Monday 2 March 2009

Hysteria in High Places

Yesterday I heard Harriet Harmen say, of Sir F. Goodwin's pension:

"It may be enforceable in a court of law, but it is not enforceable in the court of public opinion and that is where the government steps in"

There is no court of public opinion, so that part of her pronouncement is nonsense, but what she seems to propose is that laws need not be enforced if the consequences are unpopular.

 The Labour Party has been in office for nearly twelve years. The much deplored excesses of company directors have been perpetrated under a regulatory system which the government could have revised at any time in that period. Even under the present system, the government could have reduced the Goodwin pension; it didn't because it did not understand what was going on.

It is outrageous to react to this mess by proposing an end to the rule of law.

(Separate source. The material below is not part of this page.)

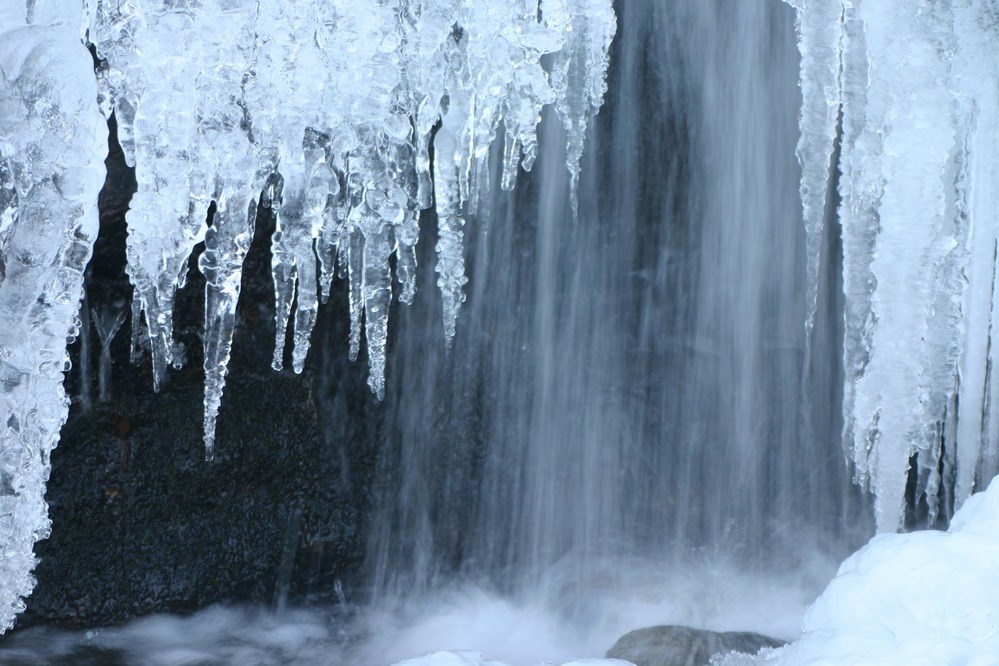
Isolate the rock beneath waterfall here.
[607,625,784,666]
[13,128,381,628]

I don't know whether Harmen was being consciously irresponsible, or is just too stupid to realise the import of what she said. In either case she is unfit for public office.


1 comment :

Ged said...

Indeed. The thought that ministers of Her Majesty's government are scrambling to overthrow due process and the rule of law leaves me speechless. I'm horrified - yet also curiously fascinated - at the way they seem to think that they can manipulate the law to suit their own, particular convenience. Truly, Robert Mugabe would feel quite at home in Mr Brown's cabinet.

What next I wonder? Beatings? Disappearances?